Ruby/Odeum vs. Lucene Performance

Z

Zed A. Shaw

Hi All,

At the risk of starting a major flame war and giving Java player-haters
more fuel for their ire, I've done a performance comparison between
Ruby/Odeum and Lucene:

http://www.zedshaw.com/projects/ruby_odeum/performance.html

Please don't take this as a "Java sucks Ruby rulez" posting, or that
I've done any sort of scientific analysis here. I'm a professional Java
developer so I'm agnostic about the language wars. It's simply intended
to answer a common question I get related to Ruby/Odeum.

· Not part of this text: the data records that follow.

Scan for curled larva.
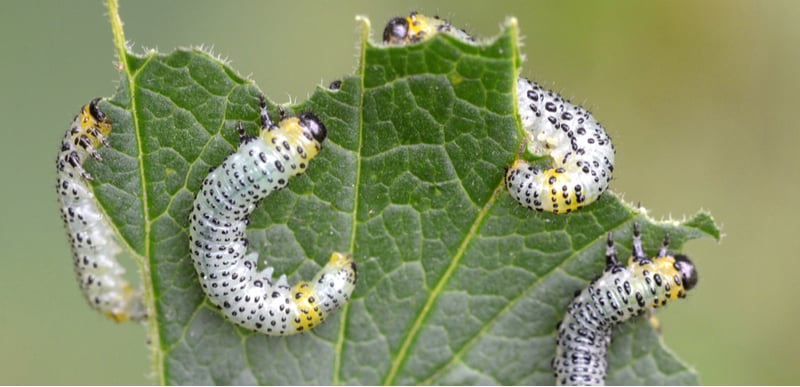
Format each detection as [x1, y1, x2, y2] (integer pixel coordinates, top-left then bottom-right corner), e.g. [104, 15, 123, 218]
[189, 96, 357, 336]
[56, 98, 147, 321]
[383, 12, 615, 214]
[506, 78, 615, 214]
[553, 223, 697, 385]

For the people who can't or won't read, the test is informal and shows
that Ruby/Odeum is about 10 times faster when doing a search.

Comments are welcome.

Zed A. Shaw
 
E

ES

Le 15/5/2005 said:
Hi All,

At the risk of starting a major flame war and giving Java player-haters
more fuel for their ire, I've done a performance comparison between
Ruby/Odeum and Lucene:

http://www.zedshaw.com/projects/ruby_odeum/performance.html

Please don't take this as a "Java sucks Ruby rulez" posting, or that
I've done any sort of scientific analysis here. I'm a professional Java
developer so I'm agnostic about the language wars. It's simply intended
to answer a common question I get related to Ruby/Odeum.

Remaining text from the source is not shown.